It was in Indonesia that the penny dropped. After having worked, taught and volunteered for a few years in the United States, Neil D’Souza found himself in Sumatara in the year 2011 – working in schools in the tsunami-hit areas.
It was here that D’Souza realised that while all the content in the world was available and mostly free for students to use, they couldn’t access it due to very poor connectivity. Internet access was highly erratic, if not missing.
From Indonesia, D’Souza happened to land up in Mongolia and it was here that D’Souza started working on a solution to his problem. Travelling by train to China to find appropriate parts to build his device, his engineering degrees from Mumbai, North Carolina and then experience with Cisco stood him in good stead while he developed a product he thought could solve this problem: How to offer connectivity to students in areas where it was hard or impossible to find one.

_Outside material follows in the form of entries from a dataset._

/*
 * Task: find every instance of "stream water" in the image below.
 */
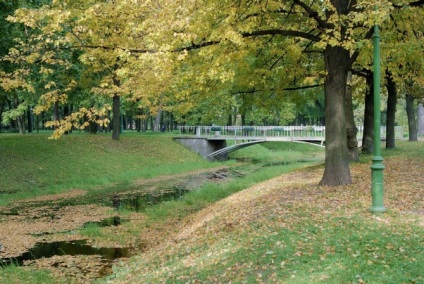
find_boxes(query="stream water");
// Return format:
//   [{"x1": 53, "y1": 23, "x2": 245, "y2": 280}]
[{"x1": 0, "y1": 168, "x2": 232, "y2": 271}]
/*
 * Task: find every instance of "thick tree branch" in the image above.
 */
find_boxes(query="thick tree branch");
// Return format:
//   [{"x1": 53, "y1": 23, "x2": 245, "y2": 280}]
[
  {"x1": 351, "y1": 67, "x2": 371, "y2": 78},
  {"x1": 348, "y1": 27, "x2": 374, "y2": 67},
  {"x1": 231, "y1": 84, "x2": 322, "y2": 95},
  {"x1": 64, "y1": 28, "x2": 321, "y2": 55},
  {"x1": 293, "y1": 0, "x2": 329, "y2": 29},
  {"x1": 241, "y1": 30, "x2": 320, "y2": 42},
  {"x1": 176, "y1": 29, "x2": 320, "y2": 53},
  {"x1": 392, "y1": 0, "x2": 424, "y2": 7}
]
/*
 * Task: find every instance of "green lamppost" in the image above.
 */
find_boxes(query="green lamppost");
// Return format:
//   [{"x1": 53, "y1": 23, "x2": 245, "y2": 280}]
[{"x1": 370, "y1": 17, "x2": 386, "y2": 213}]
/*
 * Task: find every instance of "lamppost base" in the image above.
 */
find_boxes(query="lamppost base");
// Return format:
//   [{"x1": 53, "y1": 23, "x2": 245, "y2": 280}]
[{"x1": 370, "y1": 206, "x2": 386, "y2": 213}]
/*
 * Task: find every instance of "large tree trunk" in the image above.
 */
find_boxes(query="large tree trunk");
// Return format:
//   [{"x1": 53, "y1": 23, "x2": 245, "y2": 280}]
[
  {"x1": 63, "y1": 104, "x2": 69, "y2": 135},
  {"x1": 27, "y1": 106, "x2": 32, "y2": 133},
  {"x1": 16, "y1": 112, "x2": 25, "y2": 134},
  {"x1": 405, "y1": 93, "x2": 417, "y2": 141},
  {"x1": 153, "y1": 108, "x2": 162, "y2": 132},
  {"x1": 0, "y1": 100, "x2": 5, "y2": 133},
  {"x1": 418, "y1": 103, "x2": 424, "y2": 136},
  {"x1": 14, "y1": 97, "x2": 25, "y2": 134},
  {"x1": 69, "y1": 104, "x2": 73, "y2": 133},
  {"x1": 169, "y1": 112, "x2": 174, "y2": 131},
  {"x1": 89, "y1": 120, "x2": 98, "y2": 134},
  {"x1": 112, "y1": 94, "x2": 120, "y2": 140},
  {"x1": 385, "y1": 72, "x2": 397, "y2": 149},
  {"x1": 241, "y1": 114, "x2": 246, "y2": 126},
  {"x1": 111, "y1": 72, "x2": 121, "y2": 140},
  {"x1": 345, "y1": 72, "x2": 358, "y2": 162},
  {"x1": 53, "y1": 100, "x2": 60, "y2": 130},
  {"x1": 319, "y1": 45, "x2": 352, "y2": 186},
  {"x1": 362, "y1": 73, "x2": 374, "y2": 154},
  {"x1": 135, "y1": 109, "x2": 142, "y2": 132},
  {"x1": 36, "y1": 113, "x2": 40, "y2": 132},
  {"x1": 142, "y1": 108, "x2": 149, "y2": 131},
  {"x1": 7, "y1": 99, "x2": 17, "y2": 130}
]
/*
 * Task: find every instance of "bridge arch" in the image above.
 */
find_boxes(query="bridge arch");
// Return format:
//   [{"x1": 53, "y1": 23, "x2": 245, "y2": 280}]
[{"x1": 206, "y1": 140, "x2": 266, "y2": 161}]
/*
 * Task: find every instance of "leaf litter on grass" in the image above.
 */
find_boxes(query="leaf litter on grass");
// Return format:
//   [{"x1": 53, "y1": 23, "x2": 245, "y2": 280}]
[{"x1": 108, "y1": 155, "x2": 423, "y2": 283}]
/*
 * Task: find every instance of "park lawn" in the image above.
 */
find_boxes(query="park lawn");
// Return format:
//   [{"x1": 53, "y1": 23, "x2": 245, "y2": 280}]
[
  {"x1": 0, "y1": 135, "x2": 422, "y2": 283},
  {"x1": 103, "y1": 141, "x2": 423, "y2": 284},
  {"x1": 0, "y1": 131, "x2": 215, "y2": 206}
]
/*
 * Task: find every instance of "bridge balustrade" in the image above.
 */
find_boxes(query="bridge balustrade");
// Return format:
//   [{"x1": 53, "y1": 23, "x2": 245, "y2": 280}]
[
  {"x1": 178, "y1": 125, "x2": 326, "y2": 139},
  {"x1": 178, "y1": 125, "x2": 404, "y2": 140}
]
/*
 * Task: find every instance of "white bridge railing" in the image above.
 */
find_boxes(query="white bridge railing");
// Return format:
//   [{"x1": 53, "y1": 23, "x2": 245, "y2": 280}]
[{"x1": 178, "y1": 125, "x2": 404, "y2": 140}]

After a few months, he had a product ¨Class Cloud¨ to offer schools, teachers and NGOs who need to impart knowledge to students but had very little to do it with. Class Cloud provides Internet connectivity but works almost like a mini-computer for the user, allowing student to do much more with it than a regular Internet service. Class Cloud allows the students to learn at their own pace with the help of the Internet and the technology developed is especially to promote such individualised learning.
To D’Souza’s surprise, there were quite a few takers for his product. From local schools and orphanages to the World Bank, many seemed to find a need for the Class Cloud and his product was being adopted and experimented with widely. After nine months in Mongolia, D’Souza returned home to India and set up base in Mumbai. Why not sell Class Cloud to Indian schools spread in the remote parts of India where Internet is virtually non-existent and where personalised learning is largely unheard of.
That’s when D’Souza realised that India is no piece of cake. What works for the rest of the world may or may not work in India. He had begun by offering his product to ‘budget private schools’ in India and soon had the usual realisation that businesses and marketeers from around the world soon have – things you can take for granted anywhere else can often fail to work in this unique country.
Slowly, he realised that his audience target was wrong. There are three primary categories of ’budget private schools’ in India. The monthly fee ranges from Rs 100-400, Rs 400-1,200 and Rs 1,200-2,500. Zaya, the co promoted by D’Souza, made the initial mistake of trying to target the middle segment of Rs 400-1200 fee bracket, only to find it is a near impossible segment to crack. First, very few care about providing any kind of quality. Second, the concept of personalised learning echoes only when a school leader is himself educated and not a businessman trying to make a profit. And lastly, even if you managed to sell to a customer, extracting payments was another challenge. “At a company level, obtaining payments for services provided became more of a “fire-fighting exercise”, explains D’Souza.
So starting 2018, Zaya changed track and is now focusing on the upper budget private schools (Rs 1,200-2,500) segment. It is this segment that is usually open to trying serious quality initiatives after they exhausted all the marketing gimmicky stuff like Smartboards. D’Souza feels that he has now found the right audience. So far, 140 schools have signed up. In the personalised learning space, Zaya is working with 250 schools. Its programme to impart English - English Duniya ¨C is being deployed in 450 schools so far. Projects are running in Uttarakhand, Maharashtra and Gujarat.
What has been more heartening is that the company is seeing a lot more pull for its product from US and other markets where they have leapfrogged the traditional school systems.
The US has of late emerged as one of the bigger markets outside India for Zaya. A pilot project is being run with around 20 micro schools that typically have 40-50 students in a multi class and multi age format and use personalised learning to teach the students. The schools are spread around Arizona and Texas. In addition, their products are being experimented with in Zambia, Nigeria and Indonesia, among others. The last round of funding raised by the company was in 2014. D’Souza says that he consistently had a “burst of customers” who have kept them at break even point at any stage. Last year, the company made a modest profit. A second round of funding may be on the cards after 18-20 months. D’Souza says that he sees growth coming from “English Duniya” in India but while that may sell widely, it is unlikely to bring in a big the chuck of revenue. Licensing of the products will generate a larger revenue.
Akshay Saxena, founder of Avanti Learning who has been watching Zaya’s growth, says that while the technology is very useful, its adoption is very hard.
“The content bundling and quality will be the differentiators,” he added. Bikramma Daulet Singh, managing director of the Central Square Foundation, says that a big challenge with servicing affordable private schools is getting more schools into the fold. Unlike the government, there’s no aggregator and hence there’s no single channel to reach all affordable private schools. “As a result, sales cycles are long, overheads are high and margins poor,” he says.
So, will India be the light at the end of the tunnel or will Zaya make its fortune elsewhere? It’s too early to answer this but either way the learnings for Zaya in India can only stand it in good stead in the future. As D’Souza sums it up : “India doesn’t allow anyone to take anything for granted at anytime.”